Bug 746414

Summary: Kernel panic/system crash on btrfs subvolume / snapshot deletions on RHEL 6.1 & 6.2beta
Product: Red Hat Enterprise Linux 6 Reporter: Amr Hamdy <amr.el.sharnoby>
Component: kernelAssignee: Josef Bacik <jbacik>
Status: CLOSED DUPLICATE QA Contact: Red Hat Kernel QE team <kernel-qe>
Severity: high Docs Contact:
Priority: unspecified    
Version: 6.1CC: jbacik, rfreire, rwheeler
Target Milestone: rc   
Target Release: ---   
Hardware: x86_64   
OS: Linux   
Whiteboard:
Fixed In Version: Doc Type: Bug Fix
Doc Text:
Story Points: ---
Clone Of: Environment:
Last Closed: 2012-06-07 14:19:54 UTC Type: ---
Regression: --- Mount Type: ---
Documentation: --- CRM:
Verified Versions: Category: ---
oVirt Team: --- RHEL 7.3 requirements from Atomic Host:
Cloudforms Team: --- Target Upstream Version:
Bug Depends On:    
Bug Blocks: 767187    
Attachments:
Description Flags
Backup script to reproduce the problem
none
Crash dump created automatically with RHEL 6.1 kernel
none
Crash dump created automatically with RHEL 6.2 beta kernel none

Description Amr Hamdy 2011-10-15 14:28:13 UTC
Description of problem:
I've a backup script that stores data on a btrfs volume, take btrfs snapshots daily, update the data and keep a maximum number of snapshots by deleting the old snapshots. 
When you run the script multiple times - more than 15 times - , then try to delete multiple old snapshots by running
btrfs subvolume delete /data/_backup/backup.8 , for example, and running it again for deletion of few other subvolume/snapshots the system crashes with kernel panic , crash dump, then automatic reboot.
I've tried this on another machine, freshly created the fs, copied the data, ran the script multiple times, tried to multiple/all the snapshots and the same problem happened.

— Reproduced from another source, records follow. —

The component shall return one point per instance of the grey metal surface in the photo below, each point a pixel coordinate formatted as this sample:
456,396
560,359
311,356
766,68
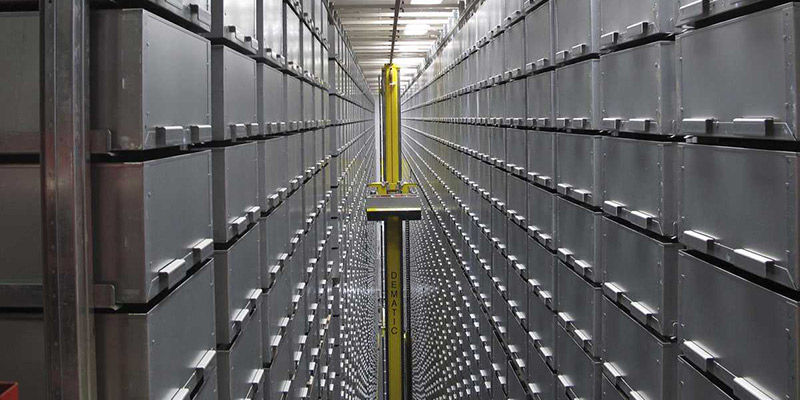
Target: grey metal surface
640,275
624,21
21,234
578,303
578,374
19,41
541,101
240,372
540,37
577,97
638,90
542,158
271,99
156,353
166,70
542,216
143,243
635,360
693,385
577,28
234,94
238,286
578,173
639,183
234,189
738,331
578,239
761,103
758,186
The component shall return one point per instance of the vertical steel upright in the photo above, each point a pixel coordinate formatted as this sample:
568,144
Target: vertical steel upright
69,326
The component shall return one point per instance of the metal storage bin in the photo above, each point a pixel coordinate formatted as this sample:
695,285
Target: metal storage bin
163,352
762,103
235,21
634,360
539,38
238,288
241,373
579,375
716,183
578,239
21,233
624,20
578,305
542,268
640,275
235,190
639,183
541,151
541,216
576,28
578,170
740,332
172,71
638,88
234,97
22,335
693,385
19,128
271,100
576,95
691,11
272,182
151,223
541,327
269,30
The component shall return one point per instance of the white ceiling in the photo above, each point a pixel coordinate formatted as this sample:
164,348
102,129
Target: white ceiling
369,24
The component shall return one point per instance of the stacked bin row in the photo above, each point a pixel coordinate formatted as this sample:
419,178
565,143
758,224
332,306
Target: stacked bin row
211,202
624,192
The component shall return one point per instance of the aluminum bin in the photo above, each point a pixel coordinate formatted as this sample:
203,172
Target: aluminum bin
638,183
151,222
541,216
21,233
693,385
737,331
19,42
234,189
271,100
539,37
578,167
638,89
624,21
578,239
234,95
235,22
577,98
241,373
169,70
542,158
762,104
542,268
577,28
579,375
163,351
640,275
238,284
739,205
578,305
635,360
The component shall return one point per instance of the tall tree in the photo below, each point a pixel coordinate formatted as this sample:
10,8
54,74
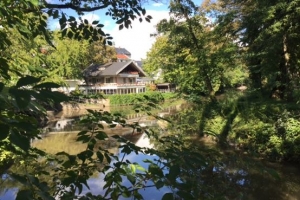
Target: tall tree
268,31
194,54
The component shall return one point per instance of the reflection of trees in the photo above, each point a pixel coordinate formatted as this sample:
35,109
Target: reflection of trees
208,172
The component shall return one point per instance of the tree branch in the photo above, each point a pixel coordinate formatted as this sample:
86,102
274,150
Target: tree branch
74,7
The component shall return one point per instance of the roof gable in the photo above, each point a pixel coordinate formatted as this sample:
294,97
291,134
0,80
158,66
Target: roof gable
123,51
111,69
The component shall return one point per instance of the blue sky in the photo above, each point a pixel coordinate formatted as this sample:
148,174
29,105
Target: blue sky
137,39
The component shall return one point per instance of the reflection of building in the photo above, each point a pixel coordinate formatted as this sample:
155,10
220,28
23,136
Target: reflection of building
114,78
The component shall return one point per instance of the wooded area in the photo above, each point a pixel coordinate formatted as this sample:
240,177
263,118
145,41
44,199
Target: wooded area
207,50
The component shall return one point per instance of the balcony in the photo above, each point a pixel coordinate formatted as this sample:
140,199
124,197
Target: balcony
129,74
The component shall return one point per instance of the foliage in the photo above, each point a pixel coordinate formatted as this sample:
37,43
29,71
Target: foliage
193,54
132,99
268,33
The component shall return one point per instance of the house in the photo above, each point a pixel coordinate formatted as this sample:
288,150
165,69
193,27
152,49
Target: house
123,51
114,78
123,55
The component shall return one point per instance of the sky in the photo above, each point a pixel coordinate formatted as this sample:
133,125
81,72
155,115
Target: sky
137,39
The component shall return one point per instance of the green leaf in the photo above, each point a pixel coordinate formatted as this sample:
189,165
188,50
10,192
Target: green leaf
4,131
168,196
95,22
1,86
27,80
20,141
34,2
140,168
155,170
131,178
24,195
120,21
185,195
47,85
174,172
56,14
22,97
107,157
100,156
159,184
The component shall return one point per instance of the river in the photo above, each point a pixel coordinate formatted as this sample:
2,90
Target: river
236,176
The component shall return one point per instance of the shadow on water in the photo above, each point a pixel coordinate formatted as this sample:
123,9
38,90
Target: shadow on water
236,175
229,174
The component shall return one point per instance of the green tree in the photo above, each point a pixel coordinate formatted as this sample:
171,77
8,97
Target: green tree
194,54
268,32
99,53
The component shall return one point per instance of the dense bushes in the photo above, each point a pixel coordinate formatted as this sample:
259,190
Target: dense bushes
130,99
263,127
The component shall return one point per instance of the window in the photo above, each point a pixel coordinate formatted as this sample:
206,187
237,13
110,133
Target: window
109,80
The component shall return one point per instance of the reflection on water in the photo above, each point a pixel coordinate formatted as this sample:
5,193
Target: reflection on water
233,175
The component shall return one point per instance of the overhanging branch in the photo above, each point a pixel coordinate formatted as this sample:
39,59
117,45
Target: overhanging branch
74,7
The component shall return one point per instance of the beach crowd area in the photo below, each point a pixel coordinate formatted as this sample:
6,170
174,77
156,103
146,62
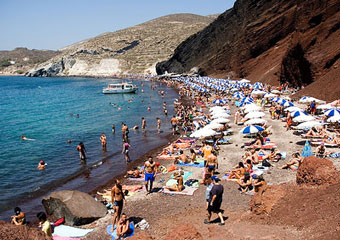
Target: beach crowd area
245,161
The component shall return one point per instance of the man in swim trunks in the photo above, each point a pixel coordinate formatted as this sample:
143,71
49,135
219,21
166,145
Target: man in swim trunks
150,173
103,141
117,198
173,124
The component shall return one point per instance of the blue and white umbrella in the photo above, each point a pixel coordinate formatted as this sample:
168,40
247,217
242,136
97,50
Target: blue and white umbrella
332,112
218,101
252,129
298,113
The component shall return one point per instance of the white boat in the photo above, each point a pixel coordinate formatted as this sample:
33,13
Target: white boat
120,88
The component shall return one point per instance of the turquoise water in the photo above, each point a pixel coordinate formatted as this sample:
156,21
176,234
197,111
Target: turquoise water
40,108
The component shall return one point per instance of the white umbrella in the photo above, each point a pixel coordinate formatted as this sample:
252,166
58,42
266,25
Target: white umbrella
309,124
220,120
255,121
254,115
303,118
293,109
335,118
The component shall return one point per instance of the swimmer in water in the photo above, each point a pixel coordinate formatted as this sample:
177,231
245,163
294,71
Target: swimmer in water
41,165
26,139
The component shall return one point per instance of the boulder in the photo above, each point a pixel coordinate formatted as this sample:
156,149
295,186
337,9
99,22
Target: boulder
317,171
77,207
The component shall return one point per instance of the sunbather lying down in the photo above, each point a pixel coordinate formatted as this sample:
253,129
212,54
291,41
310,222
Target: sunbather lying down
295,163
178,187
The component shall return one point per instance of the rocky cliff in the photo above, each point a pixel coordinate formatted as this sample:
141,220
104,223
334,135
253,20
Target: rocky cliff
270,41
132,50
20,60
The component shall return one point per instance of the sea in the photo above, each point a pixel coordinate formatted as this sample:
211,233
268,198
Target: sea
52,111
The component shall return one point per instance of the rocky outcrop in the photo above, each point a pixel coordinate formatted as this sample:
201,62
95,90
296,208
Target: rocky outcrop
12,232
317,171
131,50
76,207
268,41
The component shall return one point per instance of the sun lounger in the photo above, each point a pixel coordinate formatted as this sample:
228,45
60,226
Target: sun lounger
326,144
67,231
187,191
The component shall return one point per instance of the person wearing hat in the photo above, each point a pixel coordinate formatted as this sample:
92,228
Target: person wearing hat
41,165
215,200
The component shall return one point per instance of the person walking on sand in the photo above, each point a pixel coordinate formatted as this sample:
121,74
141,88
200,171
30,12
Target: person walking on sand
215,201
103,141
158,125
118,200
143,123
82,150
150,173
125,151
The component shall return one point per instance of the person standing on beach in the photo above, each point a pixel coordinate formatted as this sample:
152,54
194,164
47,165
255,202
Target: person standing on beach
215,201
173,124
150,173
118,200
82,150
125,151
158,125
103,141
143,123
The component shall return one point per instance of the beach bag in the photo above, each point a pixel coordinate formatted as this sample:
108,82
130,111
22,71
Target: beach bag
265,163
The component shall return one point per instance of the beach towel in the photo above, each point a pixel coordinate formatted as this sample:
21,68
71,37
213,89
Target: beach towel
200,164
132,188
185,175
56,237
307,150
335,155
114,233
68,231
187,191
171,182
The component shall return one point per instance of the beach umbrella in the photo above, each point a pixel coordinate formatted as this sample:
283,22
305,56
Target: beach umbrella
324,106
293,109
287,104
252,108
307,150
215,125
298,113
308,125
269,95
252,129
334,119
303,118
255,121
254,115
332,112
218,101
220,120
258,92
220,115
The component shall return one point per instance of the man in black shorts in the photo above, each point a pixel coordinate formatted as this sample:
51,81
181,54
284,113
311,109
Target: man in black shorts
215,201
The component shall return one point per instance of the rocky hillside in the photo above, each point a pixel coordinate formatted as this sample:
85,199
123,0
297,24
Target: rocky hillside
132,50
269,41
20,60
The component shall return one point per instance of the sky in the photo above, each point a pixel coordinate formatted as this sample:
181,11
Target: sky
53,24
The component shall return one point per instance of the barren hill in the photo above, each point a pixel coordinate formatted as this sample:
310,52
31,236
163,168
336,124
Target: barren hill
269,41
20,60
134,50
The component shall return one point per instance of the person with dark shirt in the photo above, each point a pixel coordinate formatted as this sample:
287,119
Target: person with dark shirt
215,201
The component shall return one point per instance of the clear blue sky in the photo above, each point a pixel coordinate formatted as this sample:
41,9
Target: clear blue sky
53,24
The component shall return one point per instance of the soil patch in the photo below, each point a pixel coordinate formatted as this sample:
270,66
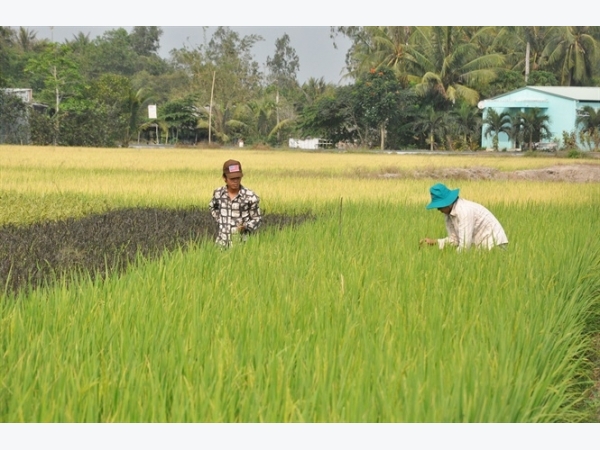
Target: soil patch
571,173
42,253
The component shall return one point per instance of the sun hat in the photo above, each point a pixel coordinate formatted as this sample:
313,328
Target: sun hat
232,167
441,196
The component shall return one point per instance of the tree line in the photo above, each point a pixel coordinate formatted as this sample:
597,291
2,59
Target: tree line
407,87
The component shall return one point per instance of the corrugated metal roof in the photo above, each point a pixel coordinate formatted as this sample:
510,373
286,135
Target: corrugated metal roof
574,92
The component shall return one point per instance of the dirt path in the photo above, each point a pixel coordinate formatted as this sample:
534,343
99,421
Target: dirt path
572,173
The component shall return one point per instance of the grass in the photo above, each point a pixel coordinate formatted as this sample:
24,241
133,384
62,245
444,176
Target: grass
340,320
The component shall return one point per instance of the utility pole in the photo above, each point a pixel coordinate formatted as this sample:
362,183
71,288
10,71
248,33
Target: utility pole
212,91
527,50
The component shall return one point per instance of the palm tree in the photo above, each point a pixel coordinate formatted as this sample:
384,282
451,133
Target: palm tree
574,52
26,39
588,119
515,132
450,60
535,125
385,46
468,122
433,123
496,123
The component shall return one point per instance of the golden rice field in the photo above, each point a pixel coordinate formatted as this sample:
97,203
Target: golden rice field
285,179
342,319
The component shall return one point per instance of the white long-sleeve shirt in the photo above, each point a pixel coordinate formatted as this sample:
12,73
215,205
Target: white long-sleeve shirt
471,224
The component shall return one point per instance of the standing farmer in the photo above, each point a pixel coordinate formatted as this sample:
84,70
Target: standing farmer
235,208
467,223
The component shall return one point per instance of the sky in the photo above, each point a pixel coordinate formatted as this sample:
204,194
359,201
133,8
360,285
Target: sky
307,23
315,48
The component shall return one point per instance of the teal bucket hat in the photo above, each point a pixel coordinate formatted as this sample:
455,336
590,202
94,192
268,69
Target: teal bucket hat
441,196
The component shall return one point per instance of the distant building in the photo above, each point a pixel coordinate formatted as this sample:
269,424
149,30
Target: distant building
14,129
561,104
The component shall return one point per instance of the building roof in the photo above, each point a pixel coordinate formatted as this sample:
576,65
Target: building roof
572,92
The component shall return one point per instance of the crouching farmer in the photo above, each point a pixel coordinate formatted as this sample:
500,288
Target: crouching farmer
467,223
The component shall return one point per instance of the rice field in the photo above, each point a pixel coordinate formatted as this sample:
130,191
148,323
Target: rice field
341,319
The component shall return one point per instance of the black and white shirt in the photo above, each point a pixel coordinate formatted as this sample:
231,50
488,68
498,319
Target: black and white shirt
229,214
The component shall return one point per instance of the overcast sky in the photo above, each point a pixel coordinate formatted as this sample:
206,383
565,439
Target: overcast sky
313,44
307,22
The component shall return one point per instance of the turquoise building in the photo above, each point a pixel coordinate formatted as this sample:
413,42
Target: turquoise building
561,104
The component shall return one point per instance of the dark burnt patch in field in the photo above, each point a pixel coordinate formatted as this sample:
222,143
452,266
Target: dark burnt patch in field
39,254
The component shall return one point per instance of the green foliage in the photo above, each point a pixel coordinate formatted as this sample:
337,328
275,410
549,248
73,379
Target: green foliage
569,141
541,78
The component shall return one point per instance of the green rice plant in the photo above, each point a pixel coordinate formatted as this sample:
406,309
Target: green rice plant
340,320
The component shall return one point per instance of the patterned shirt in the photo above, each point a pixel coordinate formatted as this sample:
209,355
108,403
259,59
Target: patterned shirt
229,214
470,223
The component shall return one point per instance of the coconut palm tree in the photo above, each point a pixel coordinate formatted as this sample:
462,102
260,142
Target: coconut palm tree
467,122
535,126
574,53
588,119
450,60
434,124
515,132
496,123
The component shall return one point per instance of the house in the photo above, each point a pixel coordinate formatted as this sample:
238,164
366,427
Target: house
561,104
14,122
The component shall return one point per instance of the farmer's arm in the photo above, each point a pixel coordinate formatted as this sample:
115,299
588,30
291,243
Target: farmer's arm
452,238
214,207
254,214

I've finally found a temporary solution, but pulling the latest kernel from git repos, linux-HEAD-37cf951 , compiled it and reboot the system .. Now the problem is solved, and it doesn't occur any more. I've aggressively tested it and I'm sure now that this bug is solved at this bleeding edge kernel.

The used data size is 2.6TB, the number of files is ~ 2,500,000 .. The total btrfs volume size is 4TB .

The crash dumps with 6.1 kernel and 6.2 beta kernel and the script is attached .. "The rsync lines are commented to reproduce the bug faster"

Version-Release number of selected component (if applicable):
The problem occurred on kernels;
kernel-2.6.32-131.12.1.el6.x86_64
kernel-2.6.32-131.17.1.el6.x86_64
kernel-2.6.32-202.el6.x86_64

It's solved on;
kernel-3.1.0_rc9-1.x86_64  compiled from linux-HEAD-37cf951 

How reproducible:
Create a btrfs volume > 3.5TB . Mount it, under /data for example, without any special options. Populate it with random data of 2.6TB size and ~ 2,500,00 , avg file size is ~ 1MB .

Steps to Reproduce:
1. Take 25 snapshot of the whole voulme, btrfs subvolume snapshot /data/ /data/_backup/snap.1 , again 25 times until btrfs subvolume snapshot /data/ /data/_backup/snap.25 .. Try to make any little data modification between each snapshot .. 
2. Run this script to delete then randomly , 
for i in `ls -1 | sort -R`; do btrfs subvolume delete /data/_backup/$i ; sleep 5; done

  
Actual results:
The system should crash within few seconds.

Expected results:
It should work fine, and those subvolume should be deleted without a problem.

Additional info:

Comment 1 Amr Hamdy 2011-10-15 14:30:32 UTC
Created attachment 528323 [details]
Backup script to reproduce the problem

Comment 3 Amr Hamdy 2011-10-15 14:47:03 UTC
Created attachment 528325 [details]
Crash dump created automatically with RHEL 6.1 kernel

Comment 4 Amr Hamdy 2011-10-15 14:48:40 UTC
Created attachment 528326 [details]
Crash dump created automatically with RHEL 6.2 beta kernel

Comment 5 Amr Hamdy 2011-11-09 15:51:45 UTC
Hi,
Any updates?
Is there a beta kernel we can test?

Thanks

Comment 6 Josef Bacik 2011-11-09 16:10:18 UTC
This has been put off until 6.3, I cannot release beta kernels with the fix yet.

Comment 7 Josef Bacik 2011-11-09 16:10:59 UTC
I should say that I've tested it with my backport and the problem is fixed, so it will be fixed in 6.3.

Comment 8 Amr Hamdy 2011-12-21 21:59:47 UTC
Hi Josef,
Can we get a test/alpha//beta kernel with the fix?

Comment 10 Amr Hamdy 2012-04-25 10:12:00 UTC
Have this been solved in RHEL 6.3 beta?

Comment 11 Rodrigo A B Freire 2012-05-07 14:03:48 UTC
Hi Amr,

Unfortunately, the fix didn't yet hit RHEL 6.3.

However, we have a work around for this:

1) Umount your btrfs volume
2) Check it with btrfsck
3) Remount it
4) Then, delete your snapshot.

Hope that helps,

- RF

Comment 13 Josef Bacik 2012-06-07 14:19:54 UTC

*** This bug has been marked as a duplicate of bug 698324 ***